Wirtschaft

Gefährlicher Traum: D-Mark bleibt Geschichte

Jan Gänger

Wunsch und Wirklichkeit sind manchmal unüberwindbare Gegensätze. So wächst in Deutschland die Sehnsucht nach der Mark - doch es gibt keinen Weg zurück.

Viele Deutsche wünschen sich die Mark zurück.
Viele Deutsche wünschen sich die Mark zurück.(Foto: picture-alliance/ dpa)

Während die Krise der Eurozone schwelt, wächst hierzulande die Sehnsucht nach der D-Mark. Einer Umfrage des Allensbach-Instituts zufolge wünscht sich die Hälfte der Deutschen die Mark zurück. Da Griechenland und andere Schuldensünder die Eurozone nicht freiwillig verlassen wollen, müsse Deutschland halt austreten und die geliebte Mark wieder einführen.

So verlockend das für viele Deutsche auch klingen mag, es ist nicht möglich. Es spielt keine Rolle, ob der Euro eine gute Idee oder eine unverzeihliche Dummheit ist. Denn manchmal gibt es Entscheidungen, die unumkehrbar sind. Wir müssen mit den Konsequenzen leben – ob wir wollen oder nicht.

Fatale Folgen

Die Rückkehr zur Mark würde bereits daran scheitern, dass dieser Schritt nicht schnell durchgeführt werden kann. Darauf weist beispielsweise der amerikanische Ökonom Barry Eichengreen immer wieder hin. In einer Demokratie werde ein Austritt ausführlich debattiert und geplant, das koste Zeit. Und während dieser Übergangsphase würde es in vielen Ländern in der Eurozone zum größten Bankensturm aller Zeiten kommen – weil die Mark zum Euro aufwerten würde. Nicht nur in Griechenland, Spanien und Portugal würden Sparer und Anleger deshalb ihr Geld in Sicherheit bringen und in harten Währungen anlegen. Zumal sie damit rechnen müssen, dass sie andernfalls bald Drachmen oder Peseten in den Händen halten.Die Folgen wären Bankenzusammenbrüche, der Kollaps von Anleihen, Börsencrashs. Das bekäme natürlich die gesamte Welt zu spüren – auch und gerade Deutschland.

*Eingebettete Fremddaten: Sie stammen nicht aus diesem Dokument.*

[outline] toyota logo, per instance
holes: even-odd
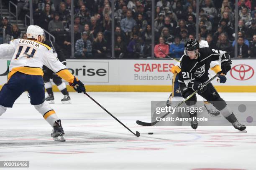
[[[253,76],[254,70],[250,65],[239,64],[232,68],[230,74],[233,78],[238,80],[246,80]]]

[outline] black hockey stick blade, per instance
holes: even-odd
[[[204,84],[204,85],[206,85],[207,84],[208,84],[209,83],[210,83],[211,81],[212,81],[213,79],[214,79],[216,77],[217,77],[222,72],[222,71],[220,71],[220,72],[218,72],[218,73],[217,73],[216,74],[216,75],[215,75],[214,76],[212,77],[210,79],[208,80],[208,81],[207,81],[206,82],[205,82],[205,84]],[[181,105],[182,103],[183,103],[184,102],[186,102],[187,100],[188,100],[190,99],[192,96],[193,96],[194,95],[196,94],[197,92],[198,91],[198,90],[196,90],[195,92],[193,92],[190,95],[189,95],[188,97],[187,97],[185,99],[184,99],[184,100],[183,100],[182,101],[180,102],[179,102],[177,105],[176,105],[175,106],[175,107],[176,108],[177,108],[180,105]],[[163,116],[162,116],[161,117],[161,118],[164,118],[169,113],[170,113],[170,112],[167,112],[165,114],[164,114]],[[138,120],[136,121],[136,123],[137,123],[138,125],[140,125],[141,126],[154,126],[154,125],[155,125],[155,124],[157,123],[157,122],[159,122],[159,121],[156,120],[156,121],[155,121],[154,122],[152,122],[151,123],[148,123],[148,122],[142,122],[142,121],[141,121],[140,120]]]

Steigt Deutschland aus der Eurozone aus, wäre das Ende der Währungsgemeinschaft unvermeidlich. Die Haushaltsprobleme vieler Länder würden sich massiv verschärfen. Denn sie müssten ihre zu Euro-Zeiten aufgenommenen Schulden mit ihren neuen, schwächeren Währungen tilgen. Eine Reihe von jetzigen Euro-Ländern wäre irgendwann Pleite. Die Folgen? Ihre Staatsanleihen liegen vor allem in den Depots europäischer Großbanken, die die Milliarden zumindest teilweise abschreiben müssten. So halten deutsche Institute zusammen rund 45 Mrd. Euro alleine an griechischen Anleihen, französische Häuser sogar 75 Mrd. Euro. In Spanien ist Deutschland mit 238 Mrd. dabei, in Irland mit 183 Mrd. und in Italien mit 189 Mrd. Euro. Um einen Systemcrash im Bankensektor zu vermeiden, müssten die Steuerzahler voraussichtlich wieder mit Milliardensummen bürgen.

Euro stimuliert Exporte

Ein weiteres Problem: Deutschland müsste einen gewaltigen Kapitalzufluss verkraften. Die Preise werden in die Höhe getrieben, Spekulationsblasen entstehen – welche Konsequenzen das hat, demonstriert nicht nur Spanien gerade eindrucksvoll. Länder wie Spanien und Griechenland haben durch die Einführung des Euro ihre Währung künstlich aufgewertet, Deutschland würde mit der Rückkehr zur Mark den gleichen Fehler machen. Allerdings würde uns niemand helfen können, mit den Folgen fertig zu werden.

Doch damit nicht genug: Eine Wiedereinführung der Mark wäre fatal für die Exportwirtschaft. Deutsche Waren würden sich im Ausland drastisch verteuern – auch in Europa. Derzeit profitiert die Wirtschaft immens von dem gemeinsamen Währungsraum, in den 40 Prozent der Exporte gehen. "Wir könnten draußen in der Welt nichts mehr verkaufen", warnt beispielsweise Siemens-Aufsichtsratschef Gerhard Cromme.

Deutschland hat viel investiert in das europäische Projekt. Das Beenden würde uns noch viel mehr kosten.